Kane County's top public health official issued a warning Wednesday to local business owners, schools and residents failing to take precautions against spreading the COVID-19 virus.

Barb Jeffers, the public health department executive director, said the county's emergency declaration expands her ability to address situations that may intensify the outbreak. She told a county board committee her office is seeing outbreaks at nursing homes and manufacturing businesses, and receiving complaints from employees of local businesses.

"We get a lot of calls about businesses that are allowing people that are symptomatic to come to work," Jeffers said. "We work with the business owners to make sure they are mitigating appropriately, having people get tested and not allowing those people to work.

"It is the responsibility of the employer to protect their employees. I have the authority to shut down these businesses. That's a last option. To date, we haven't done that. That doesn't mean we won't do it."

Jeffers said she's also heard from school officials wanting to continue with graduation ceremonies. And board members reported concerns about people having barbecues while hosting visitors.

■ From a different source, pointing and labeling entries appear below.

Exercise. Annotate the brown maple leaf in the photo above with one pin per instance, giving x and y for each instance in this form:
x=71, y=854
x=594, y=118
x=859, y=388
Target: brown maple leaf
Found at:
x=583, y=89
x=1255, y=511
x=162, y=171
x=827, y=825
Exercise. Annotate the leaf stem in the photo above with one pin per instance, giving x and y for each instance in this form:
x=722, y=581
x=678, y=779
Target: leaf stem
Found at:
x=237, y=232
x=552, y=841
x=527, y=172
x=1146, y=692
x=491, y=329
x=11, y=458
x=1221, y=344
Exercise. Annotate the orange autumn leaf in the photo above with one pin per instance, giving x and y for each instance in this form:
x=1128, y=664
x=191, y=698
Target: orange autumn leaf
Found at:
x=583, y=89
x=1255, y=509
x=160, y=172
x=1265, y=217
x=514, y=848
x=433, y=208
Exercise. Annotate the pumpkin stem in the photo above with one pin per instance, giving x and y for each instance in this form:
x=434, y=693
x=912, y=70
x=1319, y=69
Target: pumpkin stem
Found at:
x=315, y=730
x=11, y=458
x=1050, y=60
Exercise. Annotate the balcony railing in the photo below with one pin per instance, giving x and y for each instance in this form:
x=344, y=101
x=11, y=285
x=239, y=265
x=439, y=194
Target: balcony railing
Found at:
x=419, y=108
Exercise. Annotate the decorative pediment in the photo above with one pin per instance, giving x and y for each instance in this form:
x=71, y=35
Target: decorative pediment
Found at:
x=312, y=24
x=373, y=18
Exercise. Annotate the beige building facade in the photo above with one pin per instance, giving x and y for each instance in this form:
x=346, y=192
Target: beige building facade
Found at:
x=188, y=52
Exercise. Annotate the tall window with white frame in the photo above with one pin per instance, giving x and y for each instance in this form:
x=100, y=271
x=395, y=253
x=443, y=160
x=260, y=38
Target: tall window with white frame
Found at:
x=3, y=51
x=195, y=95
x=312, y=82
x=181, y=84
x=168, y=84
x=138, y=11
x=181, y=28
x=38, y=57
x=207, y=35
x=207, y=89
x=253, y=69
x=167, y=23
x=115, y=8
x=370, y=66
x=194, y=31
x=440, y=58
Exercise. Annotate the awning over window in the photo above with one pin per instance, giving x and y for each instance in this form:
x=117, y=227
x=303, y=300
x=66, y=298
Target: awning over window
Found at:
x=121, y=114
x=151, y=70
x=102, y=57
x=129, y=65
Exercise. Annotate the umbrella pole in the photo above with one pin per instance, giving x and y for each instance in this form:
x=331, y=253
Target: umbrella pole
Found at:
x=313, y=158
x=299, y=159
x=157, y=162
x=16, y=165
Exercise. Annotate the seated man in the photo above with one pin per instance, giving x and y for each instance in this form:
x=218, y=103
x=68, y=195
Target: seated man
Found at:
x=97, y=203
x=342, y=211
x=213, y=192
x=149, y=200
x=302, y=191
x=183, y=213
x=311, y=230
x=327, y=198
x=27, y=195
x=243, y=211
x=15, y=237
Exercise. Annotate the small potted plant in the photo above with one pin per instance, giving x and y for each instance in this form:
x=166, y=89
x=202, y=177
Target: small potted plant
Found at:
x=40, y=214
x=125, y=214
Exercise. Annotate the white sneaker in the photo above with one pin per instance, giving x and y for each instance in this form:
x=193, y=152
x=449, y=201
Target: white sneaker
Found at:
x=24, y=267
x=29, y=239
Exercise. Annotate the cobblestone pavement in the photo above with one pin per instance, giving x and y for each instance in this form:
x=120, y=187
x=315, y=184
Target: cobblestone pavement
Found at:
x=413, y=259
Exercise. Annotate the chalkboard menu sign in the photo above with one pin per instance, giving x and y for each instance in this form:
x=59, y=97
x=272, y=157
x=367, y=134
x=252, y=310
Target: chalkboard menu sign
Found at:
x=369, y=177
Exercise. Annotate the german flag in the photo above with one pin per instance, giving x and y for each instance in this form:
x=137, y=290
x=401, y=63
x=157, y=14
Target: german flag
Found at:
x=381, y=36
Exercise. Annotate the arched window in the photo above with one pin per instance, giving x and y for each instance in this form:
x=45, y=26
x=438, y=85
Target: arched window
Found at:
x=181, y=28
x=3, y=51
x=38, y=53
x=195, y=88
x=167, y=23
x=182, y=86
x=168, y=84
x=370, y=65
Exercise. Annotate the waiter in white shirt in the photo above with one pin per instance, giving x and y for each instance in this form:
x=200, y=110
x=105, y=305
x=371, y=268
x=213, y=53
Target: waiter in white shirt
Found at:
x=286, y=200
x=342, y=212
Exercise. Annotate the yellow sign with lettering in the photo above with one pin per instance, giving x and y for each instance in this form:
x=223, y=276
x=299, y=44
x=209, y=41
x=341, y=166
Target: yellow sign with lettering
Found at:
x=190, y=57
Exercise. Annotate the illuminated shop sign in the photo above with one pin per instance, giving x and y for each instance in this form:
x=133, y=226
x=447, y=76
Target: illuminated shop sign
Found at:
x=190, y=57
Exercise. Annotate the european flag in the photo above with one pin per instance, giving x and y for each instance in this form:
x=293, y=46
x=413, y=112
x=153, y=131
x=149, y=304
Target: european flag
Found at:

"I get there are significant milestones that are going to be missed," Jeffers said. "Having graduation and potentially having thousands of people come down with the virus, even having a potential death - is it really worth it?"

If people aren't being conservative, the virus is "going to explode," Jeffers warned. She said every encounter increases the probability of being exposed to someone who has the virus.

"This is a really big deal," she said. "We don't want to incite fear, but we want people to be responsible."

Jeffers encouraged anyone experiencing a persistent cough, fever or trouble breathing to get tested, and she announced new, free local testing options.

The Chicago Premium Outlet mall in Aurora is now a site for testing paid for by the federal government. The VNA Center in Aurora is also offering more test sites. And the Greater Elgin Family Care Center began offering tests Tuesday.

Jeffers said there are private testing options that ask people to pay or have insurance to get a test. She said it's not clear what types of tests private outlets are offering or how reliable they are.

There was a rapid test developed by Abbott Labs that most hospitals abandoned because too many tests said people didn't have the virus when they actually did have it, Jeffers said.

The expanded test sites will offer tests to anyone with virus symptoms. In the past, local testing was restricted to people older than 65, those with chronic illnesses, and health care workers or first responders. The limitation was due to a general lack of tests.

Jeffers said there is no answer about when the outbreak will end. Even the end may not mean a return to life experienced before the virus.

"I don't think we'll have the same normal that we've had," Jeffers said. "We'll have a new normal."